Fight scenes are kind of a mixed bag. On the one hand, Iron Fist definitely looks more competent early on than he did in his own show, there's less cutting and more clear shots and Finn Jones has clearly been practising, but later on fight scenes quickly become incomprehensible messes. I'm thinking of one scene in particular in episode seven where the Defenders and three of the Hand's leaders face off, and while it's not Liam-Neeson-climbs-a-fence it's definitely edging towards that territory, located on the other side of the world from the thrilling and now classic hallway sequence in Daredevil's first season. Cinder blocks fly, punches, kicks, throws and flips dance around fire and the Force, cars are crushed, walls are smashed, blood is spilled, but spectacle gives way to not being able to tell what the fuck is happening or who is making it happen. Cinematography in general can be a little annoying, with tons of clumsy shots that exist only to show the Defenders as a group regardless of whether it looks good or appropriate or whatever.
The soundtrack tries too hard in some ways and not hard enough in others. Early on it tries to mirror the feel of the original shows as it follows each character, but it can't match the authenticity of Luke Cage's blend of jazz, blues, funk, and hip-hop, nor can it create any tension the way Daredevil's and Jessica Jones's soundtracks did. Later on, once they're all together, even this sense of at least trying to be character appropriate is gone, and the whole thing disintegrates and reforms as a bland amorphous mush of generic gestures and moods, becoming one of the least memorable parts of a show which makes of the forgettable its bread and butter.
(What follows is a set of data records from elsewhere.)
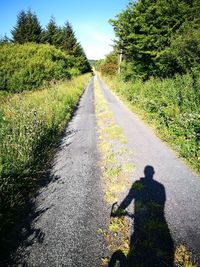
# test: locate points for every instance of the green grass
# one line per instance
(171, 106)
(30, 124)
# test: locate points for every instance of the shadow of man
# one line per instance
(151, 243)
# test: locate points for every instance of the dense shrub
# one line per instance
(172, 105)
(28, 66)
(30, 123)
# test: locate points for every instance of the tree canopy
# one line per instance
(148, 31)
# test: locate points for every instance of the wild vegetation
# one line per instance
(30, 124)
(48, 61)
(155, 66)
(35, 56)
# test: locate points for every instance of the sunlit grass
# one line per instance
(170, 106)
(30, 124)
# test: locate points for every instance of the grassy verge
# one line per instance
(116, 169)
(171, 106)
(117, 173)
(30, 124)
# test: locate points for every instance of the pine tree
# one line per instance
(145, 29)
(69, 41)
(52, 34)
(27, 29)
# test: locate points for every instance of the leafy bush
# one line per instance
(30, 123)
(28, 66)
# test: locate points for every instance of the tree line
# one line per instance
(29, 29)
(34, 56)
(158, 38)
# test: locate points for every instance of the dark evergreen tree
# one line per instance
(27, 29)
(69, 41)
(53, 34)
(145, 29)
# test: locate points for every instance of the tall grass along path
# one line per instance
(72, 209)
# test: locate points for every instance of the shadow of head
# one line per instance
(149, 172)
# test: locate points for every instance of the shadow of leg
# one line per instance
(118, 259)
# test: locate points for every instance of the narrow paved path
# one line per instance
(70, 209)
(182, 187)
(71, 206)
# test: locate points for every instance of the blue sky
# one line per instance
(88, 18)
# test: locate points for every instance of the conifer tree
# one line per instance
(27, 29)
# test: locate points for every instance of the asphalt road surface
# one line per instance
(182, 187)
(71, 209)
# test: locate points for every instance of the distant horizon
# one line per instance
(89, 20)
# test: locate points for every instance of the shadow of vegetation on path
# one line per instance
(17, 223)
(151, 243)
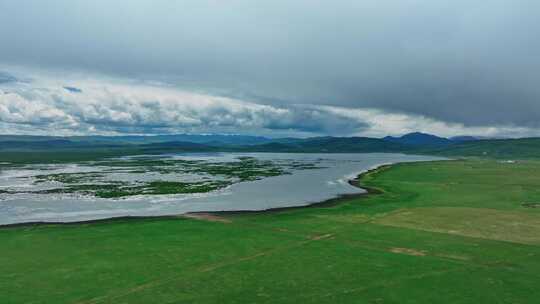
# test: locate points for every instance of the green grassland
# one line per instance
(464, 231)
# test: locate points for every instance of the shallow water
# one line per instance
(302, 187)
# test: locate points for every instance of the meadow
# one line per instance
(464, 231)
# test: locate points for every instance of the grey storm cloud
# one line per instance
(472, 63)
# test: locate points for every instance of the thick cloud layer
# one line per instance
(466, 63)
(50, 105)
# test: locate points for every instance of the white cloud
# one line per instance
(94, 105)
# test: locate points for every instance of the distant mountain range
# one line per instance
(417, 142)
(420, 139)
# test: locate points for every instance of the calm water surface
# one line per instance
(303, 187)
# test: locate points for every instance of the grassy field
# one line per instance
(441, 232)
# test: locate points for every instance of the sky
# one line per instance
(273, 68)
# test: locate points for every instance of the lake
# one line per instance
(39, 193)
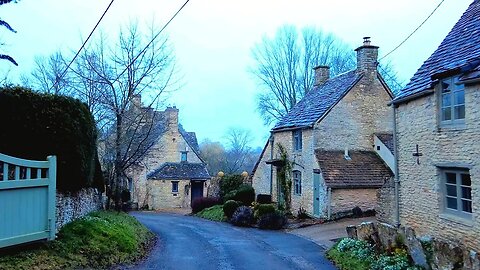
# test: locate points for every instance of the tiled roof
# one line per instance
(318, 101)
(387, 139)
(180, 171)
(364, 170)
(459, 48)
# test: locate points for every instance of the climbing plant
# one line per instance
(284, 176)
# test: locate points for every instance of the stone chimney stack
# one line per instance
(171, 118)
(322, 74)
(367, 56)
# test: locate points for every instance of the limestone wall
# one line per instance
(74, 206)
(421, 204)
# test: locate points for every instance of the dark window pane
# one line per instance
(466, 193)
(459, 112)
(466, 179)
(466, 206)
(459, 97)
(446, 114)
(446, 100)
(452, 203)
(451, 178)
(452, 190)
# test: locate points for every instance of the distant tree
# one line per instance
(284, 66)
(6, 25)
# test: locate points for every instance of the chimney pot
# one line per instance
(322, 74)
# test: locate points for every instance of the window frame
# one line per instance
(297, 139)
(175, 184)
(457, 88)
(459, 196)
(297, 182)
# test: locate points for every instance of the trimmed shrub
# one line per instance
(230, 183)
(272, 221)
(263, 209)
(245, 194)
(242, 217)
(201, 203)
(264, 198)
(37, 125)
(229, 208)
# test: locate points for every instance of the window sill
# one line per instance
(457, 219)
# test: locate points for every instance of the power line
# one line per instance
(416, 29)
(81, 48)
(151, 41)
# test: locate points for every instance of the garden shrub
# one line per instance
(263, 209)
(201, 203)
(229, 207)
(38, 125)
(230, 183)
(272, 221)
(264, 198)
(243, 216)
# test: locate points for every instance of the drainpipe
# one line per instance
(271, 141)
(397, 177)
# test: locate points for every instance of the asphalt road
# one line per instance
(186, 242)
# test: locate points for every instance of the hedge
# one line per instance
(37, 125)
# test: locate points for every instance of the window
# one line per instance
(297, 139)
(452, 102)
(184, 156)
(297, 180)
(457, 192)
(174, 186)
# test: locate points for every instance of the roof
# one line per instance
(180, 171)
(318, 101)
(387, 139)
(457, 51)
(364, 170)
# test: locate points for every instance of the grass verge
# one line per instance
(214, 213)
(99, 240)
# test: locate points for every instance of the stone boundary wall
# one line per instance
(428, 252)
(74, 206)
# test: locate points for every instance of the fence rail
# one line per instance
(27, 200)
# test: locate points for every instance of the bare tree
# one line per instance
(113, 78)
(284, 66)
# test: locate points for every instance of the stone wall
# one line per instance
(421, 195)
(74, 206)
(347, 199)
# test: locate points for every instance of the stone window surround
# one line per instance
(450, 214)
(297, 182)
(454, 123)
(297, 139)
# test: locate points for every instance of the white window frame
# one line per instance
(459, 196)
(454, 88)
(297, 140)
(297, 182)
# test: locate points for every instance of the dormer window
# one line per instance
(452, 102)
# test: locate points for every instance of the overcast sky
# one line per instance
(212, 40)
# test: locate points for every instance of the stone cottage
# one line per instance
(329, 137)
(172, 173)
(437, 119)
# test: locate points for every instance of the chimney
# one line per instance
(171, 118)
(367, 56)
(322, 74)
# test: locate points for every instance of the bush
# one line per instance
(201, 203)
(272, 221)
(245, 194)
(230, 183)
(243, 216)
(264, 198)
(37, 125)
(229, 208)
(263, 209)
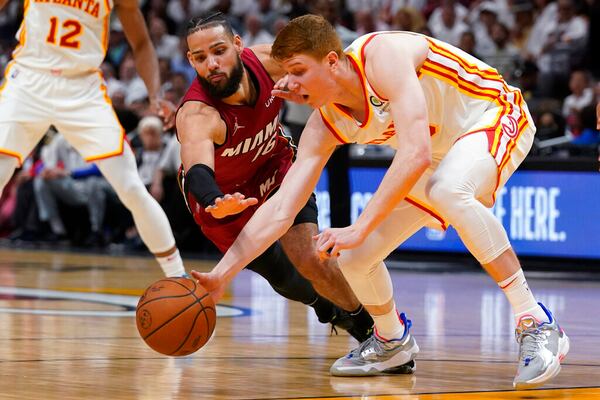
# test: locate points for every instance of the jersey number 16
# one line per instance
(71, 29)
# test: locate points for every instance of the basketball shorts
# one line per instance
(505, 139)
(79, 108)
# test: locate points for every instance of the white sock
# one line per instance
(521, 299)
(172, 265)
(388, 326)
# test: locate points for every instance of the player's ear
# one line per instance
(332, 59)
(238, 43)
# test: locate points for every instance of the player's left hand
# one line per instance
(230, 204)
(165, 110)
(287, 91)
(332, 240)
(213, 283)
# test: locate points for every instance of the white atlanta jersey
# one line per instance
(463, 95)
(68, 37)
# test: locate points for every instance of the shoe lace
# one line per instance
(333, 330)
(370, 342)
(531, 341)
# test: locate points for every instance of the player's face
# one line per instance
(216, 58)
(310, 78)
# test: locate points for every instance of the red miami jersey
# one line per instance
(255, 156)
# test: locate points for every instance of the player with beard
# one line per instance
(232, 143)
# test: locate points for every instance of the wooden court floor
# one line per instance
(67, 332)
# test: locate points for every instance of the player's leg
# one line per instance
(47, 194)
(94, 130)
(327, 279)
(469, 173)
(23, 119)
(150, 219)
(325, 275)
(391, 349)
(284, 278)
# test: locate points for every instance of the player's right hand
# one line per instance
(212, 283)
(230, 204)
(286, 91)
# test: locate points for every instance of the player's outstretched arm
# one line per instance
(277, 214)
(199, 127)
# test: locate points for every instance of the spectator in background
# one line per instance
(582, 94)
(408, 19)
(25, 218)
(504, 56)
(134, 85)
(67, 178)
(255, 32)
(180, 63)
(468, 43)
(450, 26)
(331, 11)
(269, 14)
(545, 12)
(165, 44)
(127, 117)
(158, 9)
(181, 10)
(150, 131)
(523, 16)
(117, 44)
(486, 16)
(564, 41)
(364, 22)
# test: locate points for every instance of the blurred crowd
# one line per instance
(549, 49)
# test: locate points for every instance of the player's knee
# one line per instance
(132, 193)
(445, 193)
(311, 267)
(351, 263)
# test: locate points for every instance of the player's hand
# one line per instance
(230, 204)
(331, 241)
(213, 283)
(165, 110)
(286, 91)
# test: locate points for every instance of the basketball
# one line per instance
(176, 316)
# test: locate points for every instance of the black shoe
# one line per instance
(359, 325)
(94, 239)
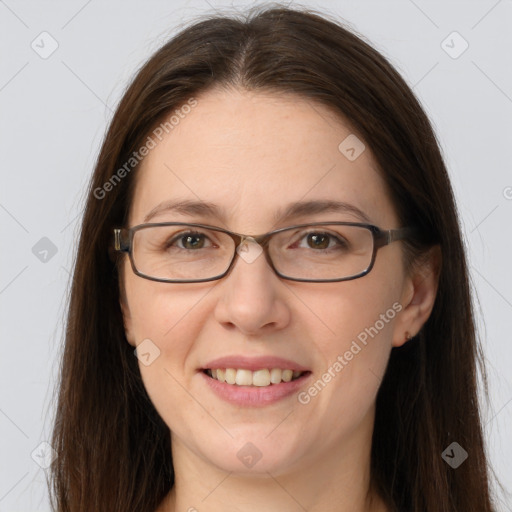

It's not as gritty as Daredevil, as pulpy as Luke Cage, as paranoid as Jessica Jones, or as richly characterised as Iron Fist. Its villains are bland, and the plot is essentially tying up loose ends from other shows which I'd be surprised to learn anyone really cares about anymore. The Hand was best when it was a mysterious shadow organisation you couldn't quite reach out and touch, now that we know it's mystical crime ninjas it ceases to be as interesting as it once was, especially as it is now appearing for a third major outing. In this way it mirrors The X-Files's alien invasion “mytharc”, which became less interesting as it went on, partly due to diminishing returns, but mainly because Chris Carter clearly had no grand plan for how it would play out, and evidently still doesn't, but without the great characters and chemistries that show had/has to keep the drama rolling along through its most bafflingly stupid moments, The Defenders feels like a lot of sound and fury. The direction is inconsistent, and the often messy fight scenes are a microcosm of the show itself, too much going on at once forcing cut cut cut and often losing any sense of rhythm it manages to establish in its quieter moments. I'm ragging on it a lot, but for all its many many faults I actually enjoyed it. It's silly and messy and unimpressive, but I was entertained by it and managed to get through it in just a few days, so take that for what you will.